In an insightful commentary, Fiechter (2024) presented a compelling case that challenges the efficacy of taking a disagreeing perspective to improve the wisdom of inner crowds. Specifically, Fiechter (2024) asserted that the authors failed to incorporate a maximal random-effects structure model when testing whether adopting a disagreeing perspective benefits the accuracy of average estimates. More specifically, although the original authors relied on multilevel models with random intercepts for participants and items (questions), the models should have also included item-level random slopes (because the effects of condition are present across items). Failing to include random slopes when appropriate raises the probability of a Type-I error (Barr et al., 2013; Oberauer, 2022). Consequently, Fiechter (2024) reanalyzed the data using the maximal structure model, opting for Bayesian estimation because of convergence issues in a frequentist setting.

This reanalysis revealed that taking a disagreeing perspective when making a second estimate did not improve the overall accuracy of average estimates. These results pose a curious challenge: Taking a disagreeing perspective is an intervention aimed at boosting the accuracy of inner crowds by deanchoring individuals from their first estimates in order to increase the diversity and bracketing rates between both estimates (Herzog & Hertwig, 2014; Vul & Pashler, 2008). Indeed, the original authors reported that both diversity across estimates and bracketing rates were much higher when making a second guess from a disagreeing perspective. Both of these findings typically ought to have led to an improvement in the accuracy of inner crowds; a rich history across various fields, from collective intelligence to cognitive psychology, has found that greater diversity in estimates and higher bracketing rates typically result in more accurate average estimates (Frey & van de Rijt, 2021; Larrick & Soll, 2006; Vul & Pashler, 2008). Yet Fiechter’s detailed analysis shows that item diversity plays an important role, suggesting that perhaps only some items may have been driving the benefit of perspective taking on the inner crowd.

Compelled by Fiechter’s (2024) reanalysis and the importance of understanding the benefit of perspective taking as a viable technique to boost the wisdom of the inner crowd, we set out to understand what could explain these findings. Specifically, we wondered whether there is no benefit to taking a disagreeing perspective under any circumstances or whether an important moderator related to item variability needs to be identified that is relevant for when perspective taking can be beneficial for the wisdom of the inner crowd.

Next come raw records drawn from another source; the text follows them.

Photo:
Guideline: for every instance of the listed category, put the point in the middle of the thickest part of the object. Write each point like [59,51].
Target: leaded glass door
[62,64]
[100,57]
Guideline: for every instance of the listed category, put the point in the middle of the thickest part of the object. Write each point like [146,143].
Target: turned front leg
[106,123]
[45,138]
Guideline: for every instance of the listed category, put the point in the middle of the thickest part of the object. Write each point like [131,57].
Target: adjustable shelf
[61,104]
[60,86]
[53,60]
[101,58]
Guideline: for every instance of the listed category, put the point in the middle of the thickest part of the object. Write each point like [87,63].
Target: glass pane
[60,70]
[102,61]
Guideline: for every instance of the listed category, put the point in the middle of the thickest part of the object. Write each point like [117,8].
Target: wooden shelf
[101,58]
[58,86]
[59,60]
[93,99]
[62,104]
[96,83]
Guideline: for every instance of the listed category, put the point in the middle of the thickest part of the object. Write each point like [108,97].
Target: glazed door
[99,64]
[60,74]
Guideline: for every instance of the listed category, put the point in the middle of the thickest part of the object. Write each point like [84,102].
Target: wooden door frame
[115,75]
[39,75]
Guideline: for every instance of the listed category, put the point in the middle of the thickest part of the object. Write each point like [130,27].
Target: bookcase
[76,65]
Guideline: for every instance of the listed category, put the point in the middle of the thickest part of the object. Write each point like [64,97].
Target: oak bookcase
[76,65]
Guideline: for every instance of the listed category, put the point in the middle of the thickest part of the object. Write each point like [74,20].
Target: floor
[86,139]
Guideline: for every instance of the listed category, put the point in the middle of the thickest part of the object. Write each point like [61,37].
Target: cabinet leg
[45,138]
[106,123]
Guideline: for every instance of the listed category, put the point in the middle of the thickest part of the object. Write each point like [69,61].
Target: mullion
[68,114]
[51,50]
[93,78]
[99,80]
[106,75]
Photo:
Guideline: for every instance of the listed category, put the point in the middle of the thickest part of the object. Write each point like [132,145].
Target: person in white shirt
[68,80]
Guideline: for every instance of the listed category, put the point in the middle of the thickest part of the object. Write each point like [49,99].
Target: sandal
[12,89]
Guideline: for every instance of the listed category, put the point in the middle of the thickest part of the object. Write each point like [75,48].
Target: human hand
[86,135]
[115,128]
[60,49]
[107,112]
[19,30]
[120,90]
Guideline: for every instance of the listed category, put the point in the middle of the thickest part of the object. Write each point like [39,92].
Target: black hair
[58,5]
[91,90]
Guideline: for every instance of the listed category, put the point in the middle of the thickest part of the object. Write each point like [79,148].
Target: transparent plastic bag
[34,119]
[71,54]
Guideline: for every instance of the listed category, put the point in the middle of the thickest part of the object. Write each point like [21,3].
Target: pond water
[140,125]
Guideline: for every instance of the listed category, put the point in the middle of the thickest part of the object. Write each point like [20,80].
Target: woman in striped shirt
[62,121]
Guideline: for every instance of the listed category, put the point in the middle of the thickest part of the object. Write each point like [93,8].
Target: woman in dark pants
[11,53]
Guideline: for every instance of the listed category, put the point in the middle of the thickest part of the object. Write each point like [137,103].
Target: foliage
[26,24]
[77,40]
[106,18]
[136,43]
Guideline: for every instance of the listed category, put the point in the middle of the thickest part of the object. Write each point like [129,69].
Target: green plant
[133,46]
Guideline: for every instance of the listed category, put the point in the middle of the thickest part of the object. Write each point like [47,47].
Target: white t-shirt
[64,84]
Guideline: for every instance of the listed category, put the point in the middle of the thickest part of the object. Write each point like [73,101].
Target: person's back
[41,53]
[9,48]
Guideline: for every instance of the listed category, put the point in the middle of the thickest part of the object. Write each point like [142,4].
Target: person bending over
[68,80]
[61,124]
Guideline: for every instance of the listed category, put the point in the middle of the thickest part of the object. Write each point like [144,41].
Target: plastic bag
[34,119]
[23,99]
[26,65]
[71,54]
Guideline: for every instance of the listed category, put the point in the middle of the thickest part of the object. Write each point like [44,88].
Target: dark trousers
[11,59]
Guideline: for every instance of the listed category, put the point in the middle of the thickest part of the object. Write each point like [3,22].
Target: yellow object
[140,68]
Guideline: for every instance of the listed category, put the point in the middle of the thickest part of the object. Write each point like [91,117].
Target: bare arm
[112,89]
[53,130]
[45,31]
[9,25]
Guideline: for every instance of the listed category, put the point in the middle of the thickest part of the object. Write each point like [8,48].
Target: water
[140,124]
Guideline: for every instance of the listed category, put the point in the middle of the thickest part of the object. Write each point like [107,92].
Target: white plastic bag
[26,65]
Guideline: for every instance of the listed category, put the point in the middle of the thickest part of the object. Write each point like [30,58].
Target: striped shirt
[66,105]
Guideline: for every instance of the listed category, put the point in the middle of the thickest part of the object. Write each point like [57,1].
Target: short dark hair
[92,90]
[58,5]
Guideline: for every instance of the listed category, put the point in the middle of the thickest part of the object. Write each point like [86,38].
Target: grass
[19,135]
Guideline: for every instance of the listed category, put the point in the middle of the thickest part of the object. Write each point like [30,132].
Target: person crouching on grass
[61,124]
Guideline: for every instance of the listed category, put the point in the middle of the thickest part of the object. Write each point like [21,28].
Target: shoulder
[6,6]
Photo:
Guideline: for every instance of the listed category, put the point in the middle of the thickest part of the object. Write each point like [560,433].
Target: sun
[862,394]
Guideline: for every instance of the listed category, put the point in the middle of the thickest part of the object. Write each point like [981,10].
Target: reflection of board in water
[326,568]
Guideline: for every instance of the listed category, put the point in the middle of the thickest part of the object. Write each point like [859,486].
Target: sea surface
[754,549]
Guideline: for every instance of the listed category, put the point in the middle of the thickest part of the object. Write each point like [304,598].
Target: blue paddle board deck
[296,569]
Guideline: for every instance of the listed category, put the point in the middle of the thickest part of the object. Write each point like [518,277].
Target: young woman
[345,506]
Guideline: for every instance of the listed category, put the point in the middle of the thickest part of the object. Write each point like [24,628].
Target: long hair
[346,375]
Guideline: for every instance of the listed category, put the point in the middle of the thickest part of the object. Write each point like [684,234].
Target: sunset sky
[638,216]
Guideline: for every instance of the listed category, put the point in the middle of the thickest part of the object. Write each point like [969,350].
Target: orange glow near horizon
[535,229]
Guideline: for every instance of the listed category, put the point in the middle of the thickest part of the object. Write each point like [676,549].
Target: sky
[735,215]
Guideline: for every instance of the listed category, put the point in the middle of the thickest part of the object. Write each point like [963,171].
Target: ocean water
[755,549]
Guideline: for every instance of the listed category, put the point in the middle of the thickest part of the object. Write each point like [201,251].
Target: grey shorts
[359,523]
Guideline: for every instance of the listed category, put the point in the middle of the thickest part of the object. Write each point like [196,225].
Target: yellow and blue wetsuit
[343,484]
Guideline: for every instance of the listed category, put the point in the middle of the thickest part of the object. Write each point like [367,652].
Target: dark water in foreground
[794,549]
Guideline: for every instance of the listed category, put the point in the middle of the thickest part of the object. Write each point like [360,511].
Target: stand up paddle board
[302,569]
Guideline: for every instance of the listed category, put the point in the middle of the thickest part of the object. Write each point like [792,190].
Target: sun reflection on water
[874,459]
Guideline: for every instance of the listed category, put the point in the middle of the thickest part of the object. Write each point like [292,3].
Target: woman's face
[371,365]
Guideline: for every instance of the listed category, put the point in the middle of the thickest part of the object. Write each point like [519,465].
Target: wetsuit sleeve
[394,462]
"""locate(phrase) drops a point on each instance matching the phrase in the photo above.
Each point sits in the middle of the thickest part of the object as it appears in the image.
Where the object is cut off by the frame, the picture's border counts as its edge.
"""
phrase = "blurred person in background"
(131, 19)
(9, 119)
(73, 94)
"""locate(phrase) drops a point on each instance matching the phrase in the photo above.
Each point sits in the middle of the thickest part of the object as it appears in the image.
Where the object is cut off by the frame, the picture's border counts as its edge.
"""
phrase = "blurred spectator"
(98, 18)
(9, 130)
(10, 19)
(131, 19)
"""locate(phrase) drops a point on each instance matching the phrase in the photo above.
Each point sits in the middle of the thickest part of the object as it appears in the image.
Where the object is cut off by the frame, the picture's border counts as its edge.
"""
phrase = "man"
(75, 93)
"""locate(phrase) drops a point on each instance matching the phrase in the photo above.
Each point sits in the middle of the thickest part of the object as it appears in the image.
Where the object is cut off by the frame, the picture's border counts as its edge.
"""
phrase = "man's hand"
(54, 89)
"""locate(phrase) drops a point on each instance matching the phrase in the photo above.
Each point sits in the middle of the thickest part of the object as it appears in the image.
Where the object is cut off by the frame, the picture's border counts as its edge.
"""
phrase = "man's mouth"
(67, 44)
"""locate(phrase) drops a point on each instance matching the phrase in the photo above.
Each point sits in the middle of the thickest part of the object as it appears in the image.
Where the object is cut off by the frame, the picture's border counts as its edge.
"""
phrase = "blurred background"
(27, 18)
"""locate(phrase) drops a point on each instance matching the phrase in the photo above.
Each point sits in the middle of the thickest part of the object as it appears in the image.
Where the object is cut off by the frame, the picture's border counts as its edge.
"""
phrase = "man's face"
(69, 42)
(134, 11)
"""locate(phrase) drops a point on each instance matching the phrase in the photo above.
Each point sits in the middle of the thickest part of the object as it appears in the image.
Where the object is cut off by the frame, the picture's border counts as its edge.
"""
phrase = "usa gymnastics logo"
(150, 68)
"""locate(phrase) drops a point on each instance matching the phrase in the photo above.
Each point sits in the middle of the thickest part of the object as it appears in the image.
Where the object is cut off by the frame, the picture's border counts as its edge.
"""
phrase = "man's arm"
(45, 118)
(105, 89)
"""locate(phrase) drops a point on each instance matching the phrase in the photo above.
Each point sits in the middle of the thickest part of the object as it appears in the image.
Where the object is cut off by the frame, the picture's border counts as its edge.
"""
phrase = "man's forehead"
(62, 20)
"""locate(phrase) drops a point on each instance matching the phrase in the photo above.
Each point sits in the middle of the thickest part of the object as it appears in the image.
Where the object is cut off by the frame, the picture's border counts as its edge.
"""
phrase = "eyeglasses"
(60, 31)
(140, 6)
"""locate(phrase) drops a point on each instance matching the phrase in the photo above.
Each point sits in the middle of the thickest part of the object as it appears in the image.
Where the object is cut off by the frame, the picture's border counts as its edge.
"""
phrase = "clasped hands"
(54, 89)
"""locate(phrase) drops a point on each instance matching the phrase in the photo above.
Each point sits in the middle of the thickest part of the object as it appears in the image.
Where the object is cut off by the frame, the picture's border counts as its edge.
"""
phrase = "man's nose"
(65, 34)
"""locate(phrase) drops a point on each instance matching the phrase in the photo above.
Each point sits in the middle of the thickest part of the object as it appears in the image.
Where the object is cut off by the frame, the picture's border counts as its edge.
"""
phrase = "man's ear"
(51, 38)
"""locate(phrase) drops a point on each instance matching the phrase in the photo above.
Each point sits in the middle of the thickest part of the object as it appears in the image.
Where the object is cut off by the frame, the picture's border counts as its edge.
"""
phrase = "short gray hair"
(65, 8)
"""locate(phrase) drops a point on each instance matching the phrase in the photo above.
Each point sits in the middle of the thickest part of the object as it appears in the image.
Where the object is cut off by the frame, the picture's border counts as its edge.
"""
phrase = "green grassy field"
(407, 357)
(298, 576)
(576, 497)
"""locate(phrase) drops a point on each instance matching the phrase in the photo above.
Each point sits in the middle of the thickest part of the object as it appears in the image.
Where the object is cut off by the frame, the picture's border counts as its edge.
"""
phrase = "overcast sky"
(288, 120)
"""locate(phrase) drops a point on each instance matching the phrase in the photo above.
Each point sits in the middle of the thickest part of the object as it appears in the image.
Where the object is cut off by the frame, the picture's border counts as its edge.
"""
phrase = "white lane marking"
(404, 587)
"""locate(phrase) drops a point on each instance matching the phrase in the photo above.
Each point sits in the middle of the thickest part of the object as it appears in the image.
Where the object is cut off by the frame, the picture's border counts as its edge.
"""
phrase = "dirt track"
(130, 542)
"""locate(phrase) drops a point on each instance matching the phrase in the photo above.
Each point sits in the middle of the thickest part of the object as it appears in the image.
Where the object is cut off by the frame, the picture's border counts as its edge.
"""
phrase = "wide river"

Although not addressed in the commentary, the original article reported results from an experiment in which taking a disagreeing perspective effectively backfired (i.e., in situations where second estimates were likely to be made in the wrong direction; Van de Calseyde & Efendić, 2022). Combining initial estimates with second estimates that are radically different does not, by definition, result in accurate average estimates, suggesting that there may be cases in which adding diversity between estimates may actually be ineffective or even harmful. In what follows, we aim to demonstrate that differences in question difficulty gives rise to these cases. For example, in the case of relatively easy questions (when first estimates are typically already close to the question’s true answer), adding a second guess that greatly moves away from the first one will only harm the accuracy of the average estimate. In contrast, in the case of relatively difficult questions (when first estimates are relatively far removed from the question’s true answer), adding a second guess that is radically different from the first one will arguably benefit the average estimate. Fiechter (2024) similarly hinted at this possibility by pointing out that for some individual items considered in the reanalysis (i.e., where first estimates were generally far removed from the question’s true answer), taking a disagreeing perspective was, in fact, beneficial.

Statement of Relevance

Many decisions rest on people’s ability to make accurate estimates, and a key challenge is to identify strategies that improve their accuracy. One such strategy involves the aggregation of multiple estimates from the same person. Research consistently shows that aggregating a person’s initial estimate with a second estimate that is sufficiently diverse results in an average estimate that is more accurate than each estimate on its own. However, although introducing diversity between estimates often results in more accurate aggregate estimates, it does not necessarily imply that following such a strategy is always advantageous. Indeed, the current analyses reveal that aggregating more diverse estimates is beneficial when people address difficult questions (when first estimates are typically far removed from the question’s true answer), yet harmful when they answer easy questions (when first estimates are typically already close to the question’s answer). The difficulty of a question thus seems to be a key factor to consider when implementing interventions designed to enhance the diversity among estimates.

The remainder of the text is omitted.